I paint because painting takes me on a ride. I get to explore my inside story (-ies) while ostensibly using tools from the material world. For me, there’s no better way to spend my time. In conversation with others, I am often quiet, allowing them to dominate. In the studio, however, the conversation is a visual excursion through my own thought and emotion. It’s a lot of emotion: frustration, doubt, curiosity—always accompanied by fear and insecurity. It’s a wild, often uncomfortable, ride.
I work in silence—except what’s going on in my head. I respect silence. Visually and intellectually, it’s a juicy space. It’s active, not passive, in my estimation. Out of silence comes real insight, real connection. Silence shows me what is obvious about my work: that it mines the richness of color, that color and texture speak with one voice in my paintings, and that shape and composition drive the structure of my work. I always try to correlate what is happening in my paintings to what is happening in my life. My paintings confirm that silence, which I treasure, is not empty. Rather, it is replete with pre-verbal knowing and its own, internal architecture.

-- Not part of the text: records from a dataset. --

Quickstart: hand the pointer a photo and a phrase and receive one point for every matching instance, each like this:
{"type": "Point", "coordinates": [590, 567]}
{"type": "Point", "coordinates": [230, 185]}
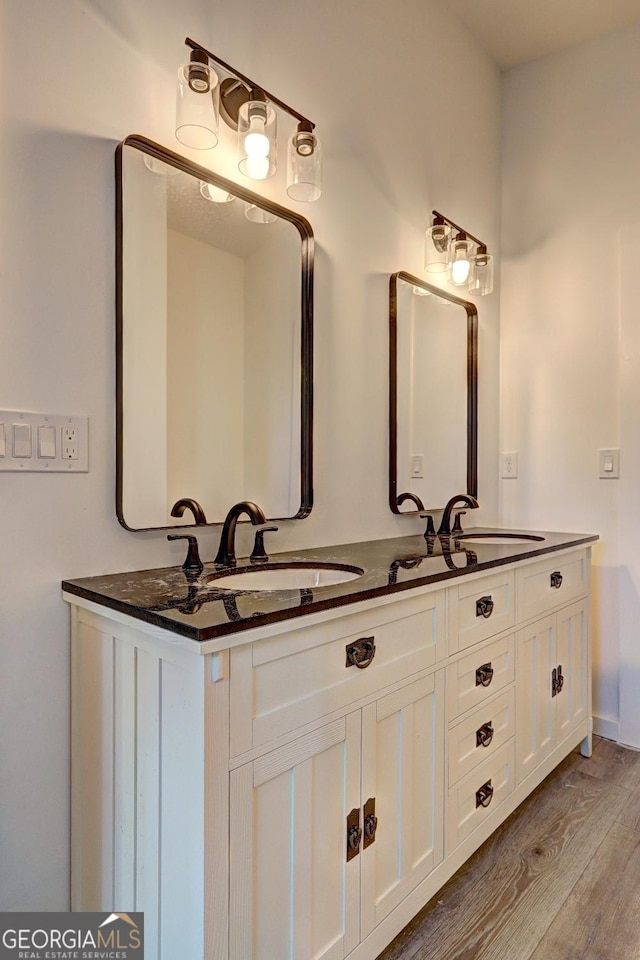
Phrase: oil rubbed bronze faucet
{"type": "Point", "coordinates": [227, 550]}
{"type": "Point", "coordinates": [187, 503]}
{"type": "Point", "coordinates": [444, 529]}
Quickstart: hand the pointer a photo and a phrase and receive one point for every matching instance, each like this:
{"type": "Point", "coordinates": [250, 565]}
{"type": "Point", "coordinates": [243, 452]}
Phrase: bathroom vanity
{"type": "Point", "coordinates": [294, 773]}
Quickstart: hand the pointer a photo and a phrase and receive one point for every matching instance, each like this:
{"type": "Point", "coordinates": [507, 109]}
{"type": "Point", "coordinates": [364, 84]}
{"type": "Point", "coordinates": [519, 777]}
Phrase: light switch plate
{"type": "Point", "coordinates": [35, 442]}
{"type": "Point", "coordinates": [509, 466]}
{"type": "Point", "coordinates": [609, 464]}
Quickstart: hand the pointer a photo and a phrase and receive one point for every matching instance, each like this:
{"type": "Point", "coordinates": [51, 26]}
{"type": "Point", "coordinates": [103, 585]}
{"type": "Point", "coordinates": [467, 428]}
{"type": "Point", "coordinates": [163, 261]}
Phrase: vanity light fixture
{"type": "Point", "coordinates": [452, 249]}
{"type": "Point", "coordinates": [251, 110]}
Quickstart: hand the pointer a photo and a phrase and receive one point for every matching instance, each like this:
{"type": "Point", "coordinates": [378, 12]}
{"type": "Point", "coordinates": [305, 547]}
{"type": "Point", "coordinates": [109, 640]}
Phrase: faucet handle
{"type": "Point", "coordinates": [259, 554]}
{"type": "Point", "coordinates": [457, 526]}
{"type": "Point", "coordinates": [192, 562]}
{"type": "Point", "coordinates": [431, 530]}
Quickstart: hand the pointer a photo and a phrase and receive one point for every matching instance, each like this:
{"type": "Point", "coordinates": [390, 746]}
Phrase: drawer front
{"type": "Point", "coordinates": [480, 675]}
{"type": "Point", "coordinates": [479, 795]}
{"type": "Point", "coordinates": [280, 684]}
{"type": "Point", "coordinates": [475, 739]}
{"type": "Point", "coordinates": [481, 609]}
{"type": "Point", "coordinates": [551, 583]}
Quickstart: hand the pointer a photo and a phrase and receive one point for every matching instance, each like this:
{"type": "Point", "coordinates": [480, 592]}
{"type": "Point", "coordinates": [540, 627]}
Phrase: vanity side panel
{"type": "Point", "coordinates": [92, 774]}
{"type": "Point", "coordinates": [137, 783]}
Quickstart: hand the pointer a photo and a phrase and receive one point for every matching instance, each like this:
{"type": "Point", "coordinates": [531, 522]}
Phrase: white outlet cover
{"type": "Point", "coordinates": [31, 459]}
{"type": "Point", "coordinates": [509, 469]}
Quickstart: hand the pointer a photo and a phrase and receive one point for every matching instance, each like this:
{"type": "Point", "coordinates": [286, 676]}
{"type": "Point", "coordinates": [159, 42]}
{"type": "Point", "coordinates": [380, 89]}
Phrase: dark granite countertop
{"type": "Point", "coordinates": [195, 607]}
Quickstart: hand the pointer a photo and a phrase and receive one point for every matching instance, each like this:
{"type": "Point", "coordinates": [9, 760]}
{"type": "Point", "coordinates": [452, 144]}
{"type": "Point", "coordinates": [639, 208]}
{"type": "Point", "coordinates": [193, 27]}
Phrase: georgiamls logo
{"type": "Point", "coordinates": [72, 936]}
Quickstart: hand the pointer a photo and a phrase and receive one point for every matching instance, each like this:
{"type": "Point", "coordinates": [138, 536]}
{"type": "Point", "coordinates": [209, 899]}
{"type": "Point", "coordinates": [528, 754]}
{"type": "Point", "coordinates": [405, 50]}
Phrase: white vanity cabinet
{"type": "Point", "coordinates": [300, 790]}
{"type": "Point", "coordinates": [332, 829]}
{"type": "Point", "coordinates": [553, 657]}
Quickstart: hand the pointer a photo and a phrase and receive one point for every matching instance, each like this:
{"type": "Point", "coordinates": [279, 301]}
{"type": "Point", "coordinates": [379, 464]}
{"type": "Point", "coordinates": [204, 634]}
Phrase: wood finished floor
{"type": "Point", "coordinates": [559, 880]}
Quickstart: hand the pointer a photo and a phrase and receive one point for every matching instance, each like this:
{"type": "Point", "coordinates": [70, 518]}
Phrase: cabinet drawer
{"type": "Point", "coordinates": [480, 609]}
{"type": "Point", "coordinates": [465, 809]}
{"type": "Point", "coordinates": [480, 675]}
{"type": "Point", "coordinates": [278, 685]}
{"type": "Point", "coordinates": [551, 583]}
{"type": "Point", "coordinates": [479, 736]}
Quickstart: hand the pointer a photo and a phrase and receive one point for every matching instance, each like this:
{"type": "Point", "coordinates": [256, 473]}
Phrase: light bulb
{"type": "Point", "coordinates": [257, 167]}
{"type": "Point", "coordinates": [460, 271]}
{"type": "Point", "coordinates": [304, 164]}
{"type": "Point", "coordinates": [460, 266]}
{"type": "Point", "coordinates": [256, 143]}
{"type": "Point", "coordinates": [257, 137]}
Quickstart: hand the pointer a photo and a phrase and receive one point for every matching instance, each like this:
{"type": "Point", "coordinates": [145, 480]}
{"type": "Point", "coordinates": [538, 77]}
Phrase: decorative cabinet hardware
{"type": "Point", "coordinates": [484, 735]}
{"type": "Point", "coordinates": [557, 680]}
{"type": "Point", "coordinates": [484, 607]}
{"type": "Point", "coordinates": [370, 822]}
{"type": "Point", "coordinates": [361, 653]}
{"type": "Point", "coordinates": [484, 795]}
{"type": "Point", "coordinates": [354, 833]}
{"type": "Point", "coordinates": [484, 675]}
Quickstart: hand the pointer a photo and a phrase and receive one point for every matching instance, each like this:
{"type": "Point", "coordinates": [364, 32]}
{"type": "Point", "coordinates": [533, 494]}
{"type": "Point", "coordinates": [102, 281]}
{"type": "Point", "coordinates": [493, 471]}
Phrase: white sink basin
{"type": "Point", "coordinates": [506, 538]}
{"type": "Point", "coordinates": [299, 576]}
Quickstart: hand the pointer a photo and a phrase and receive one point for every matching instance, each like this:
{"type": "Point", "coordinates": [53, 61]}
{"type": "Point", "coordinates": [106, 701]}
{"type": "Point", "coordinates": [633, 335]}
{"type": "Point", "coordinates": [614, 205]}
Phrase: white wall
{"type": "Point", "coordinates": [409, 113]}
{"type": "Point", "coordinates": [570, 204]}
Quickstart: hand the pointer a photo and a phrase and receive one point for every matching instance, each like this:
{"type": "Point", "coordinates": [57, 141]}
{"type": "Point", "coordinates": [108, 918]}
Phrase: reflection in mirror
{"type": "Point", "coordinates": [433, 367]}
{"type": "Point", "coordinates": [214, 351]}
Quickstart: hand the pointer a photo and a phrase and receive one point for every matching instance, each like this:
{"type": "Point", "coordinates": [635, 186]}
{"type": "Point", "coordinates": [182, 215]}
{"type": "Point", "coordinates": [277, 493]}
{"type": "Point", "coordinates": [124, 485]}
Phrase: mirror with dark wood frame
{"type": "Point", "coordinates": [214, 345]}
{"type": "Point", "coordinates": [433, 391]}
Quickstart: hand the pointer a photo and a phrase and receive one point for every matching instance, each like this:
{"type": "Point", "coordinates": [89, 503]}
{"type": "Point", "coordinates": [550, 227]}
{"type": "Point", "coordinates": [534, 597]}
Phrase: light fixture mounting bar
{"type": "Point", "coordinates": [250, 84]}
{"type": "Point", "coordinates": [459, 229]}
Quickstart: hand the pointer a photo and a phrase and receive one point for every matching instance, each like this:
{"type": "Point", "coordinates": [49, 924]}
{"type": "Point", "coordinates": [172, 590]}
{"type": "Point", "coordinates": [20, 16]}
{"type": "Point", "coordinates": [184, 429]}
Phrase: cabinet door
{"type": "Point", "coordinates": [572, 702]}
{"type": "Point", "coordinates": [292, 893]}
{"type": "Point", "coordinates": [535, 709]}
{"type": "Point", "coordinates": [402, 769]}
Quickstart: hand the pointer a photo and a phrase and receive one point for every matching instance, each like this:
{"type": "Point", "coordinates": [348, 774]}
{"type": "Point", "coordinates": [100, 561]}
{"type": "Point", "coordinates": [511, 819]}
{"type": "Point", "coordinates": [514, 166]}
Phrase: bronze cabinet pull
{"type": "Point", "coordinates": [484, 795]}
{"type": "Point", "coordinates": [370, 823]}
{"type": "Point", "coordinates": [484, 675]}
{"type": "Point", "coordinates": [484, 735]}
{"type": "Point", "coordinates": [361, 653]}
{"type": "Point", "coordinates": [557, 680]}
{"type": "Point", "coordinates": [354, 834]}
{"type": "Point", "coordinates": [484, 607]}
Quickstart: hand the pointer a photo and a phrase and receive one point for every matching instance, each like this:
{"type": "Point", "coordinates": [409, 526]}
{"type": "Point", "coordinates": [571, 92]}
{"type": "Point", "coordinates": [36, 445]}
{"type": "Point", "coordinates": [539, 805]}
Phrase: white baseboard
{"type": "Point", "coordinates": [607, 728]}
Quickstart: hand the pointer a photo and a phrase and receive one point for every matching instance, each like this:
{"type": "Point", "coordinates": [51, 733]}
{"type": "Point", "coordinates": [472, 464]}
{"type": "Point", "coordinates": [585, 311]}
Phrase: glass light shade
{"type": "Point", "coordinates": [197, 104]}
{"type": "Point", "coordinates": [257, 137]}
{"type": "Point", "coordinates": [304, 165]}
{"type": "Point", "coordinates": [258, 214]}
{"type": "Point", "coordinates": [438, 237]}
{"type": "Point", "coordinates": [481, 274]}
{"type": "Point", "coordinates": [216, 194]}
{"type": "Point", "coordinates": [460, 265]}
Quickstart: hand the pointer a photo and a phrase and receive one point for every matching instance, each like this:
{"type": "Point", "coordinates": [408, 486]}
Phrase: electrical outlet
{"type": "Point", "coordinates": [47, 442]}
{"type": "Point", "coordinates": [509, 466]}
{"type": "Point", "coordinates": [69, 443]}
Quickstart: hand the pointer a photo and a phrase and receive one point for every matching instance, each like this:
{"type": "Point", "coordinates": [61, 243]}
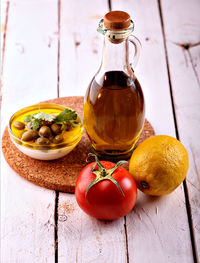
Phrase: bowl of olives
{"type": "Point", "coordinates": [46, 131]}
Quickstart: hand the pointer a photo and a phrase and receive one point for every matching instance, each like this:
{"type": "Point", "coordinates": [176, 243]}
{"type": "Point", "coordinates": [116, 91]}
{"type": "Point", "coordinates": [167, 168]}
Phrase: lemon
{"type": "Point", "coordinates": [159, 164]}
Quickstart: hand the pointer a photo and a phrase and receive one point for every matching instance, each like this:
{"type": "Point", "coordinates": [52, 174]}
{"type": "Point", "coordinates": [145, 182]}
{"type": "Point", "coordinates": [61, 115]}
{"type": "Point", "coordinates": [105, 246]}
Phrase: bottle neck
{"type": "Point", "coordinates": [115, 57]}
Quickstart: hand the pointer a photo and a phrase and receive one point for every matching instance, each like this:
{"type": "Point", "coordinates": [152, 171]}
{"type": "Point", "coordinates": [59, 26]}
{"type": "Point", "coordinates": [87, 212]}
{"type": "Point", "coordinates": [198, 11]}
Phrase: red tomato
{"type": "Point", "coordinates": [104, 199]}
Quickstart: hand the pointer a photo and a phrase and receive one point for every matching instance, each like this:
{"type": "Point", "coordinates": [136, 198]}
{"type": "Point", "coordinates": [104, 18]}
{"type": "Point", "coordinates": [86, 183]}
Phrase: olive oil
{"type": "Point", "coordinates": [114, 114]}
{"type": "Point", "coordinates": [68, 135]}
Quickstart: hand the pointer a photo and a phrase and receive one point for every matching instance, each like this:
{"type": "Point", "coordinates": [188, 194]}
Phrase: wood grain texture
{"type": "Point", "coordinates": [59, 174]}
{"type": "Point", "coordinates": [149, 223]}
{"type": "Point", "coordinates": [183, 49]}
{"type": "Point", "coordinates": [30, 75]}
{"type": "Point", "coordinates": [80, 44]}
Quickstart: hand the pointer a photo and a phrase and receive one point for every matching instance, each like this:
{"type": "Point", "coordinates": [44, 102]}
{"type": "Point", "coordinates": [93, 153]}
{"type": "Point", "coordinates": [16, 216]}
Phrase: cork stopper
{"type": "Point", "coordinates": [117, 20]}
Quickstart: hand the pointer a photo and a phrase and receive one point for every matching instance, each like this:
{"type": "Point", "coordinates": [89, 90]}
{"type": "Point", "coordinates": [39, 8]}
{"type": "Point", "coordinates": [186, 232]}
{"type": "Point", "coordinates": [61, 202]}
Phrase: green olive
{"type": "Point", "coordinates": [29, 135]}
{"type": "Point", "coordinates": [19, 125]}
{"type": "Point", "coordinates": [46, 123]}
{"type": "Point", "coordinates": [35, 134]}
{"type": "Point", "coordinates": [56, 128]}
{"type": "Point", "coordinates": [45, 131]}
{"type": "Point", "coordinates": [58, 138]}
{"type": "Point", "coordinates": [28, 125]}
{"type": "Point", "coordinates": [42, 141]}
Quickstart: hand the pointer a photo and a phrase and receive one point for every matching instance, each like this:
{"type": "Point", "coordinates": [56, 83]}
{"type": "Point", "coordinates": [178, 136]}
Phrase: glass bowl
{"type": "Point", "coordinates": [44, 152]}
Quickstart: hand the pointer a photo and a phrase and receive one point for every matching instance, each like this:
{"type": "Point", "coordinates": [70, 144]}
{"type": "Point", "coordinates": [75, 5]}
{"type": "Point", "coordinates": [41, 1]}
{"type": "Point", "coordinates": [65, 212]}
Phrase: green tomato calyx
{"type": "Point", "coordinates": [103, 174]}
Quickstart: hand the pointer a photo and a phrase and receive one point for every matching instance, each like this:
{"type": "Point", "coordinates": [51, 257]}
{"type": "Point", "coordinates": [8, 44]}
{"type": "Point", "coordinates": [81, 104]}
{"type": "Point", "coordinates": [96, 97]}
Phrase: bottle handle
{"type": "Point", "coordinates": [137, 45]}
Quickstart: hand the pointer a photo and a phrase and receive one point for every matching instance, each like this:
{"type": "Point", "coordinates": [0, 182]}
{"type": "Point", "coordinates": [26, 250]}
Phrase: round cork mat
{"type": "Point", "coordinates": [60, 174]}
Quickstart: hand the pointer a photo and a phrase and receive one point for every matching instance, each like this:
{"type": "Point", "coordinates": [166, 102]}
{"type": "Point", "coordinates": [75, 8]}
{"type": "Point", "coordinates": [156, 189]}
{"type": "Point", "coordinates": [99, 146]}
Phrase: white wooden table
{"type": "Point", "coordinates": [51, 48]}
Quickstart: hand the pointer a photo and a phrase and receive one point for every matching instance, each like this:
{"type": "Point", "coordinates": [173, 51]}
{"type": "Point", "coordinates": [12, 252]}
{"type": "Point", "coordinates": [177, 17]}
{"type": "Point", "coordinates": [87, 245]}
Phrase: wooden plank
{"type": "Point", "coordinates": [157, 225]}
{"type": "Point", "coordinates": [80, 237]}
{"type": "Point", "coordinates": [80, 45]}
{"type": "Point", "coordinates": [30, 75]}
{"type": "Point", "coordinates": [183, 49]}
{"type": "Point", "coordinates": [4, 19]}
{"type": "Point", "coordinates": [85, 239]}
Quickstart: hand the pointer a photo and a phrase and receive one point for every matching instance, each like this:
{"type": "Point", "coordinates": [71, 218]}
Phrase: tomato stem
{"type": "Point", "coordinates": [103, 174]}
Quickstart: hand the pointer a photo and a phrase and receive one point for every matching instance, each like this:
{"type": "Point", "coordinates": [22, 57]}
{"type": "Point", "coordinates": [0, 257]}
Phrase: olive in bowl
{"type": "Point", "coordinates": [46, 132]}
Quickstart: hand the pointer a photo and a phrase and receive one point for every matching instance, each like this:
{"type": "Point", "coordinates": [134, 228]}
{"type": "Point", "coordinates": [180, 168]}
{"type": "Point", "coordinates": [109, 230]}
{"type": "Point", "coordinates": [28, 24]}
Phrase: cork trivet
{"type": "Point", "coordinates": [60, 174]}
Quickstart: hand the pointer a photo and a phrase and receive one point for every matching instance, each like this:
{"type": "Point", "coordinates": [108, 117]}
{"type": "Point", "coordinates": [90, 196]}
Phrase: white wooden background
{"type": "Point", "coordinates": [51, 48]}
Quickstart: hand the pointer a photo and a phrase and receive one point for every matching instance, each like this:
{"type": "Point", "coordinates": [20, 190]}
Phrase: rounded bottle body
{"type": "Point", "coordinates": [114, 114]}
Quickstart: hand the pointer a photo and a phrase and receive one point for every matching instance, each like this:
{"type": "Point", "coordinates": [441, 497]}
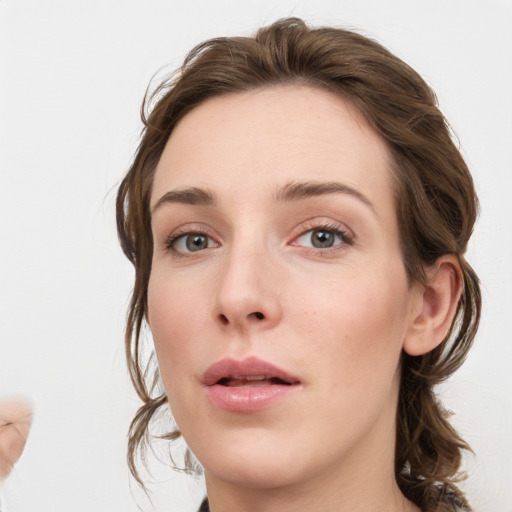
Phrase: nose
{"type": "Point", "coordinates": [248, 291]}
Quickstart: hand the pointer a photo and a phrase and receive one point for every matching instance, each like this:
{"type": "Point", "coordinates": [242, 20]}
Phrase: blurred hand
{"type": "Point", "coordinates": [15, 421]}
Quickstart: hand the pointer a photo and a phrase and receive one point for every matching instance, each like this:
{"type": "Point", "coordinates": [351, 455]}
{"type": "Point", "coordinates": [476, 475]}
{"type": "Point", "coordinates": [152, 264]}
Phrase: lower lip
{"type": "Point", "coordinates": [248, 398]}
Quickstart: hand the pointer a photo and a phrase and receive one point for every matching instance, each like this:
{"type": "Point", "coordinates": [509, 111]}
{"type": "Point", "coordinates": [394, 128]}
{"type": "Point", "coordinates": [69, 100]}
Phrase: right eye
{"type": "Point", "coordinates": [190, 242]}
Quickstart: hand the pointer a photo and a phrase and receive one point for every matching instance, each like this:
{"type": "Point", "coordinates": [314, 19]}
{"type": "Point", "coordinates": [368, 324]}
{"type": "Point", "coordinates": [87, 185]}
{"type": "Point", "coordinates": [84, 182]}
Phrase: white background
{"type": "Point", "coordinates": [72, 77]}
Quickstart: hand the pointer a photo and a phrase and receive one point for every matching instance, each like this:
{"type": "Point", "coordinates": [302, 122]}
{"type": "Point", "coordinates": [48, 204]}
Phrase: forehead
{"type": "Point", "coordinates": [258, 141]}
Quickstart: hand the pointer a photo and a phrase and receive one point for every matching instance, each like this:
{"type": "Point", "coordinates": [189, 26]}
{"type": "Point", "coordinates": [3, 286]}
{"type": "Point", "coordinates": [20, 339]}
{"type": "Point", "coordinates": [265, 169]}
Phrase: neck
{"type": "Point", "coordinates": [364, 481]}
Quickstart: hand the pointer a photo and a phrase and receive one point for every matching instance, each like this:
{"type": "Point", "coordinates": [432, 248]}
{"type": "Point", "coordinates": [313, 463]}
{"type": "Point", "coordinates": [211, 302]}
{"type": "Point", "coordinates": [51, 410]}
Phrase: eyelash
{"type": "Point", "coordinates": [345, 237]}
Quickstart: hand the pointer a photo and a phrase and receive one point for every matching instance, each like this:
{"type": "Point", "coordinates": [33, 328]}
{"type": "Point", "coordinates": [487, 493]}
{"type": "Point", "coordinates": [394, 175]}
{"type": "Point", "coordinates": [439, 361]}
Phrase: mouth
{"type": "Point", "coordinates": [252, 381]}
{"type": "Point", "coordinates": [247, 386]}
{"type": "Point", "coordinates": [251, 372]}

Minimalism and, specifically, Agnes Martin are my historical references. The simplicity for which the Minimalists strived is a guiding principle in my own work. I adopt for myself the concept that less is more. My process varies from say, Agnes Martin, in that I do not approach my canvases with a preconceived idea. The results of my painting are weighted, not ethereal. In addition to color, I play with collage and wax until I reach a point where I am both uncovering and discovering something about the painting. My energy incites me to create a history of mark-making, including building up surfaces in order to cut them away and reconstruct them. On this ride, the painting process reigns.